Correlation and Causation
Another thread is that “more women” message is a follow up to an observation that women tend to do much better in terms of collective intelligence. I occasionally get flak for mentioning that women are more empathetic. It would typically be a story about a very empathetic man or a woman who was a real bitch and ruined the whole collaboration in a team.
My answer to that is I don’t want to hire women. I want to hire people who excel at collaboration. If I ended up choosing between empathetic man and a cold-blooded female killer it would be a no-brainer to me. I’d go with the former.
What is important though is that statistically speaking women are better if take into consideration aforementioned aspects mentioned. It’s not like: every woman would be better than any man. It’s like if we’ve been hiring for these traits we’d be hiring more women than men.

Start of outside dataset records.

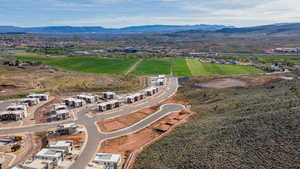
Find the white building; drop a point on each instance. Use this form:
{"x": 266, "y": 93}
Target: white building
{"x": 109, "y": 105}
{"x": 37, "y": 164}
{"x": 88, "y": 98}
{"x": 15, "y": 107}
{"x": 66, "y": 129}
{"x": 151, "y": 91}
{"x": 13, "y": 115}
{"x": 57, "y": 107}
{"x": 109, "y": 95}
{"x": 56, "y": 155}
{"x": 29, "y": 101}
{"x": 42, "y": 97}
{"x": 72, "y": 102}
{"x": 66, "y": 145}
{"x": 62, "y": 114}
{"x": 108, "y": 160}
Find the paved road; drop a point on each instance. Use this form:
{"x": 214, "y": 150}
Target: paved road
{"x": 95, "y": 137}
{"x": 163, "y": 112}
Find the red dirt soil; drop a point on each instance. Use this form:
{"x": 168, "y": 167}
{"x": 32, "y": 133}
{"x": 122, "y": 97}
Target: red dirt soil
{"x": 127, "y": 120}
{"x": 137, "y": 141}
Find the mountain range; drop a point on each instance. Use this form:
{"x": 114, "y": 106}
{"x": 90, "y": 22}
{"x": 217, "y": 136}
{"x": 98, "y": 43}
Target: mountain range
{"x": 99, "y": 30}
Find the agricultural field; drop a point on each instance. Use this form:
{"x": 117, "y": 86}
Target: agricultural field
{"x": 85, "y": 64}
{"x": 180, "y": 67}
{"x": 243, "y": 127}
{"x": 119, "y": 66}
{"x": 16, "y": 82}
{"x": 208, "y": 69}
{"x": 153, "y": 67}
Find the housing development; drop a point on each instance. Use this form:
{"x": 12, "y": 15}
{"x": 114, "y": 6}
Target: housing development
{"x": 164, "y": 84}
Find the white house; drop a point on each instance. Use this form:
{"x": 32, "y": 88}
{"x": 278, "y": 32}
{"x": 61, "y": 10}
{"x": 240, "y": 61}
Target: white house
{"x": 37, "y": 164}
{"x": 72, "y": 102}
{"x": 12, "y": 115}
{"x": 62, "y": 114}
{"x": 151, "y": 91}
{"x": 109, "y": 95}
{"x": 42, "y": 97}
{"x": 66, "y": 129}
{"x": 58, "y": 107}
{"x": 56, "y": 155}
{"x": 109, "y": 105}
{"x": 29, "y": 101}
{"x": 109, "y": 160}
{"x": 66, "y": 145}
{"x": 88, "y": 98}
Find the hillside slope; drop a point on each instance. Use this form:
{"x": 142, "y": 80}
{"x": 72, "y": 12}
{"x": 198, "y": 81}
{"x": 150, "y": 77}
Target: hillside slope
{"x": 242, "y": 128}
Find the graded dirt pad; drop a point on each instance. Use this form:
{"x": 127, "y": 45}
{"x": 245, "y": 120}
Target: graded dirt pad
{"x": 6, "y": 160}
{"x": 18, "y": 82}
{"x": 40, "y": 115}
{"x": 223, "y": 83}
{"x": 228, "y": 82}
{"x": 135, "y": 142}
{"x": 125, "y": 121}
{"x": 30, "y": 145}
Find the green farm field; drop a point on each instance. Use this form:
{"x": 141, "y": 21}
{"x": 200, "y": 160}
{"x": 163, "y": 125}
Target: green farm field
{"x": 87, "y": 64}
{"x": 208, "y": 69}
{"x": 180, "y": 67}
{"x": 153, "y": 67}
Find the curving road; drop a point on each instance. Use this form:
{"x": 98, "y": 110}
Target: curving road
{"x": 95, "y": 137}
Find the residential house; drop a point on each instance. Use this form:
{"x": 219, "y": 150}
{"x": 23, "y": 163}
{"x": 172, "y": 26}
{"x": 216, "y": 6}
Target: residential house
{"x": 56, "y": 155}
{"x": 72, "y": 102}
{"x": 109, "y": 160}
{"x": 42, "y": 97}
{"x": 88, "y": 98}
{"x": 29, "y": 101}
{"x": 66, "y": 145}
{"x": 66, "y": 129}
{"x": 109, "y": 105}
{"x": 109, "y": 95}
{"x": 38, "y": 164}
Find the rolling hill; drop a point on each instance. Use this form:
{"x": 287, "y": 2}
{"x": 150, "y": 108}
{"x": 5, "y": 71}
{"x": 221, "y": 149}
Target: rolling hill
{"x": 99, "y": 30}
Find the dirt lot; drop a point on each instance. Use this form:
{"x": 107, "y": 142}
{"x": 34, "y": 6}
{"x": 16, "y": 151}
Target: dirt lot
{"x": 17, "y": 82}
{"x": 135, "y": 142}
{"x": 228, "y": 82}
{"x": 78, "y": 138}
{"x": 30, "y": 144}
{"x": 127, "y": 120}
{"x": 6, "y": 159}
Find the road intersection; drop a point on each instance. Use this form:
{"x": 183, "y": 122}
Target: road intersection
{"x": 95, "y": 136}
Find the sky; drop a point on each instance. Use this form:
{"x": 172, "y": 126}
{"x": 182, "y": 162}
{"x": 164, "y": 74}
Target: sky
{"x": 122, "y": 13}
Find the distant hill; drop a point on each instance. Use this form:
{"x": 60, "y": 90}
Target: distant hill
{"x": 89, "y": 30}
{"x": 275, "y": 29}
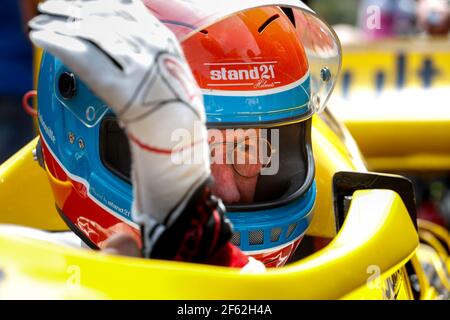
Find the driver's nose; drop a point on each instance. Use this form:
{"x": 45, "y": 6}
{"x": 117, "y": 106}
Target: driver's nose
{"x": 225, "y": 185}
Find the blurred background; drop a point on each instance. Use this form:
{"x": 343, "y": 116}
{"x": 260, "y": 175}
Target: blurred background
{"x": 393, "y": 95}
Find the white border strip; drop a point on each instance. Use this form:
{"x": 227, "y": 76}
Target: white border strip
{"x": 252, "y": 93}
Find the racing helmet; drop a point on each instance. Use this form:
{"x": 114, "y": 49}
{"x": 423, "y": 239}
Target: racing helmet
{"x": 264, "y": 71}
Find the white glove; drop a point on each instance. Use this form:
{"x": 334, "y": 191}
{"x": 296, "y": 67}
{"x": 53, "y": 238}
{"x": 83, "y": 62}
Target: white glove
{"x": 134, "y": 63}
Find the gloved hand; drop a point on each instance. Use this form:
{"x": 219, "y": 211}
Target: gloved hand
{"x": 135, "y": 64}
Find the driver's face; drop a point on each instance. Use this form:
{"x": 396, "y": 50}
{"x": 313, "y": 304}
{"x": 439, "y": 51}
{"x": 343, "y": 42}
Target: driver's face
{"x": 235, "y": 182}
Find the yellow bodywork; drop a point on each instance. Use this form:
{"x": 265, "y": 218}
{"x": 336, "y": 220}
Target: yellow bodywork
{"x": 401, "y": 123}
{"x": 365, "y": 243}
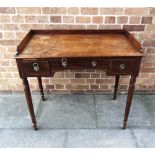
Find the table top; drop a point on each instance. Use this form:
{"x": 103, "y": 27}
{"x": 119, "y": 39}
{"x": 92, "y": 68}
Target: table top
{"x": 94, "y": 43}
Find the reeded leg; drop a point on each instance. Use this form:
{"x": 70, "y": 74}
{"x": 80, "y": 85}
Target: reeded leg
{"x": 29, "y": 102}
{"x": 129, "y": 100}
{"x": 116, "y": 86}
{"x": 41, "y": 88}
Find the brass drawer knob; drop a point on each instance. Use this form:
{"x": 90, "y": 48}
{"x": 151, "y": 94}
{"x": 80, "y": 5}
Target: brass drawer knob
{"x": 94, "y": 63}
{"x": 36, "y": 67}
{"x": 122, "y": 66}
{"x": 64, "y": 62}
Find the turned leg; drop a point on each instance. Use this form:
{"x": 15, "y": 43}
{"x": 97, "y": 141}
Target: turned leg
{"x": 41, "y": 88}
{"x": 116, "y": 86}
{"x": 29, "y": 102}
{"x": 129, "y": 100}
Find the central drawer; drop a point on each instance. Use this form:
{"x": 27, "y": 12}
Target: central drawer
{"x": 68, "y": 63}
{"x": 36, "y": 68}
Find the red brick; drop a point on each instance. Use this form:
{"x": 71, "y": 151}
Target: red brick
{"x": 59, "y": 75}
{"x": 146, "y": 20}
{"x": 109, "y": 20}
{"x": 110, "y": 26}
{"x": 18, "y": 19}
{"x": 150, "y": 27}
{"x": 68, "y": 19}
{"x": 9, "y": 35}
{"x": 94, "y": 86}
{"x": 105, "y": 81}
{"x": 54, "y": 10}
{"x": 43, "y": 19}
{"x": 10, "y": 27}
{"x": 97, "y": 19}
{"x": 77, "y": 91}
{"x": 104, "y": 87}
{"x": 4, "y": 18}
{"x": 7, "y": 10}
{"x": 134, "y": 20}
{"x": 152, "y": 35}
{"x": 90, "y": 81}
{"x": 28, "y": 10}
{"x": 111, "y": 11}
{"x": 89, "y": 11}
{"x": 31, "y": 19}
{"x": 20, "y": 35}
{"x": 69, "y": 75}
{"x": 91, "y": 27}
{"x": 1, "y": 36}
{"x": 59, "y": 86}
{"x": 50, "y": 86}
{"x": 152, "y": 11}
{"x": 83, "y": 19}
{"x": 82, "y": 75}
{"x": 136, "y": 11}
{"x": 77, "y": 81}
{"x": 55, "y": 19}
{"x": 55, "y": 26}
{"x": 82, "y": 86}
{"x": 149, "y": 43}
{"x": 95, "y": 75}
{"x": 134, "y": 27}
{"x": 73, "y": 11}
{"x": 122, "y": 19}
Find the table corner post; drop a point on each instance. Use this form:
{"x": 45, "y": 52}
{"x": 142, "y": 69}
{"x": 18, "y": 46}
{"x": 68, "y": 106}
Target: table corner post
{"x": 129, "y": 99}
{"x": 29, "y": 102}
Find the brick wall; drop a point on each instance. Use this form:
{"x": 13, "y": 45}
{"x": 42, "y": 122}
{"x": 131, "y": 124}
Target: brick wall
{"x": 16, "y": 22}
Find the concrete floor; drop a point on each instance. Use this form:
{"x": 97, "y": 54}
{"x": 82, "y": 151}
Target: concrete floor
{"x": 77, "y": 121}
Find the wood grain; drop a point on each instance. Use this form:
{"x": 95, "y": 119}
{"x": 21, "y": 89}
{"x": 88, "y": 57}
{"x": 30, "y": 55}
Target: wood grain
{"x": 47, "y": 45}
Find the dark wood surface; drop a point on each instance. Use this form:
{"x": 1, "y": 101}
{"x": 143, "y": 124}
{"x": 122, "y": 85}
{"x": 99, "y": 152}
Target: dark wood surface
{"x": 47, "y": 45}
{"x": 43, "y": 52}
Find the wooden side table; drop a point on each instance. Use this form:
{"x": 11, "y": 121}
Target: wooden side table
{"x": 43, "y": 52}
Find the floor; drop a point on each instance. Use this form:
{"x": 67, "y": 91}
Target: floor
{"x": 77, "y": 121}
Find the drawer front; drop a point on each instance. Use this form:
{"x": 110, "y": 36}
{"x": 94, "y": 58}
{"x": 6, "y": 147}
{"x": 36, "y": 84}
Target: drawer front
{"x": 36, "y": 68}
{"x": 65, "y": 63}
{"x": 119, "y": 66}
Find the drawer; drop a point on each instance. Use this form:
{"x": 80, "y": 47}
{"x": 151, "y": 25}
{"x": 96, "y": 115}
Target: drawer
{"x": 36, "y": 68}
{"x": 67, "y": 63}
{"x": 119, "y": 66}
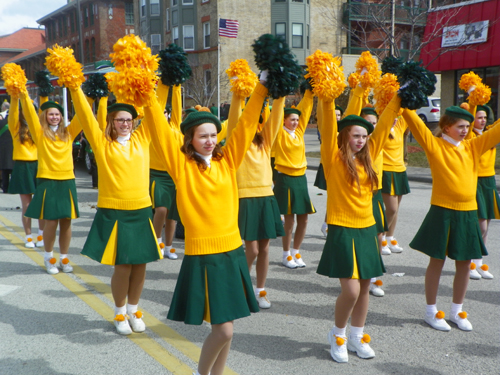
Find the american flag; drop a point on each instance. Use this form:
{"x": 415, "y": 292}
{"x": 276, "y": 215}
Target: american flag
{"x": 228, "y": 28}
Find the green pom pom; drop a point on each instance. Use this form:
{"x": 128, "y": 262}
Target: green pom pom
{"x": 416, "y": 84}
{"x": 42, "y": 80}
{"x": 273, "y": 54}
{"x": 174, "y": 66}
{"x": 391, "y": 65}
{"x": 95, "y": 86}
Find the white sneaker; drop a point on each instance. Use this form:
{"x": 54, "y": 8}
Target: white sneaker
{"x": 394, "y": 246}
{"x": 338, "y": 347}
{"x": 136, "y": 322}
{"x": 50, "y": 265}
{"x": 289, "y": 262}
{"x": 483, "y": 271}
{"x": 474, "y": 275}
{"x": 437, "y": 321}
{"x": 324, "y": 229}
{"x": 359, "y": 344}
{"x": 461, "y": 321}
{"x": 122, "y": 325}
{"x": 261, "y": 297}
{"x": 65, "y": 266}
{"x": 376, "y": 289}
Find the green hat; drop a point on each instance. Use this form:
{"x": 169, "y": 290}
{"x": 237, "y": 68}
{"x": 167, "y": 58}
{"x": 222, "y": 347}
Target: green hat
{"x": 123, "y": 107}
{"x": 458, "y": 112}
{"x": 355, "y": 120}
{"x": 198, "y": 118}
{"x": 369, "y": 111}
{"x": 290, "y": 111}
{"x": 51, "y": 104}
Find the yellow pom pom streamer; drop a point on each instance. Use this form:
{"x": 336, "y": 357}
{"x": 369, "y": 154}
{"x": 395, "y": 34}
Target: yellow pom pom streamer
{"x": 384, "y": 91}
{"x": 242, "y": 79}
{"x": 62, "y": 63}
{"x": 367, "y": 64}
{"x": 14, "y": 79}
{"x": 327, "y": 74}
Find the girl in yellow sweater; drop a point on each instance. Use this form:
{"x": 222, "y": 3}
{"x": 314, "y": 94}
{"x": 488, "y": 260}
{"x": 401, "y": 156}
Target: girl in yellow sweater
{"x": 23, "y": 180}
{"x": 55, "y": 198}
{"x": 451, "y": 228}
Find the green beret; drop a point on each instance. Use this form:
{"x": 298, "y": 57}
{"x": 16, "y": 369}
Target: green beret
{"x": 51, "y": 104}
{"x": 290, "y": 111}
{"x": 458, "y": 112}
{"x": 198, "y": 118}
{"x": 123, "y": 107}
{"x": 355, "y": 120}
{"x": 369, "y": 111}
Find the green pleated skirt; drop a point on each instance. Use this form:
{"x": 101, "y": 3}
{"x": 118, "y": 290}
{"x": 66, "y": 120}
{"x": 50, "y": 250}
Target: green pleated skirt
{"x": 54, "y": 200}
{"x": 395, "y": 183}
{"x": 449, "y": 233}
{"x": 259, "y": 218}
{"x": 122, "y": 237}
{"x": 292, "y": 195}
{"x": 216, "y": 288}
{"x": 379, "y": 212}
{"x": 23, "y": 178}
{"x": 488, "y": 201}
{"x": 320, "y": 180}
{"x": 351, "y": 253}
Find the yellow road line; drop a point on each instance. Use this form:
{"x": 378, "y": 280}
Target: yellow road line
{"x": 166, "y": 333}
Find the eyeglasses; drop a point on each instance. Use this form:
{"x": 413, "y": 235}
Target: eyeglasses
{"x": 122, "y": 121}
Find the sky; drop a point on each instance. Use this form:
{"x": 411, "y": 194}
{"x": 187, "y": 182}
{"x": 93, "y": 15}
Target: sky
{"x": 16, "y": 14}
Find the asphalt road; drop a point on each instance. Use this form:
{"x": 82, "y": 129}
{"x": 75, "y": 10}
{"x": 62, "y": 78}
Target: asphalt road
{"x": 63, "y": 324}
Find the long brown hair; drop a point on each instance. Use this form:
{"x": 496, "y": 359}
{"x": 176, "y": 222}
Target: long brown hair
{"x": 188, "y": 149}
{"x": 61, "y": 131}
{"x": 362, "y": 155}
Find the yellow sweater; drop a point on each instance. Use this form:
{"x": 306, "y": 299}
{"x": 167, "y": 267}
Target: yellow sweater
{"x": 290, "y": 156}
{"x": 123, "y": 170}
{"x": 55, "y": 158}
{"x": 22, "y": 151}
{"x": 454, "y": 169}
{"x": 255, "y": 176}
{"x": 207, "y": 200}
{"x": 346, "y": 205}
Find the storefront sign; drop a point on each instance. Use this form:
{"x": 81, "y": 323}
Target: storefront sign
{"x": 460, "y": 35}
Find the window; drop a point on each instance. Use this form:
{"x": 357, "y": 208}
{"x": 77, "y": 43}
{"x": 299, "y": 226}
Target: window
{"x": 155, "y": 43}
{"x": 188, "y": 36}
{"x": 167, "y": 19}
{"x": 175, "y": 35}
{"x": 154, "y": 6}
{"x": 280, "y": 29}
{"x": 129, "y": 13}
{"x": 297, "y": 34}
{"x": 206, "y": 35}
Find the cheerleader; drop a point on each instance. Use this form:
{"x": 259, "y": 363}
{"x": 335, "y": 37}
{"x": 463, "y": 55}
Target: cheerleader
{"x": 290, "y": 186}
{"x": 124, "y": 206}
{"x": 55, "y": 198}
{"x": 258, "y": 218}
{"x": 451, "y": 227}
{"x": 23, "y": 180}
{"x": 488, "y": 200}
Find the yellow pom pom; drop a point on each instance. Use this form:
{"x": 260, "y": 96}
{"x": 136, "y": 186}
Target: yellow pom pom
{"x": 62, "y": 63}
{"x": 14, "y": 79}
{"x": 242, "y": 79}
{"x": 367, "y": 68}
{"x": 384, "y": 91}
{"x": 327, "y": 74}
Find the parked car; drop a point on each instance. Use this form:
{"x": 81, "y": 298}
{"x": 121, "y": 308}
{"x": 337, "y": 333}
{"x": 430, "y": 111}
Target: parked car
{"x": 431, "y": 112}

And that’s where a discussion often gets dense. People would imply that I say that women are genetically better in, say, collaboration. Or pretty much the opposite, they’d say that in our societies we raise women in a way that their role boils down to “good collaborators” and not “achievers.”
My answer to that is: correlation doesn’t mean causation. I never said that being a women is a cause of being empathetic and generally functioning better in a group. What I say is that there is simply correlation between the two.
The first Kanban principle says “start with what you have” and I do start with what I have. I’m not an expert in genetics and I just accept the situation we have right now and start from there.
The Best Candidate
A valid challenge for “hire more women” argument is that it may end up with positive discrimination. My point in the whole discussion is not really hire women over men. In fact, the ultimate guidance for hiring remains the same: hire the best candidate you can.
It just so happens that, once you start thinking about different contexts, the definition of “the best candidate” evolves. A set of traits and virtues of a perfect candidate would be different than what we are used to.
And suddenly we will be hiring more women. Not because they are women. Simply, because they are the best available candidates.
Such a change is not going to happen overnight. Even now at Lunar I think we are still too much biased toward technical skills. And yet our awareness and sensitivity toward what constitutes a perfect candidate is very different than it was a few years ago. That’s probably why we end up hiring fairly high percentage of women, and yet we’re not slaves to “hire women” attitude.
Finally, I’d like to thank Janice Linden-Reed for inspiration to write this post. Our chats and her challenges to my messages are exactly the kind of conversations we need to be having in this context. And Janice, being a CEO herself and working extensively with IT industry, is the perfect person to speak up on this topic.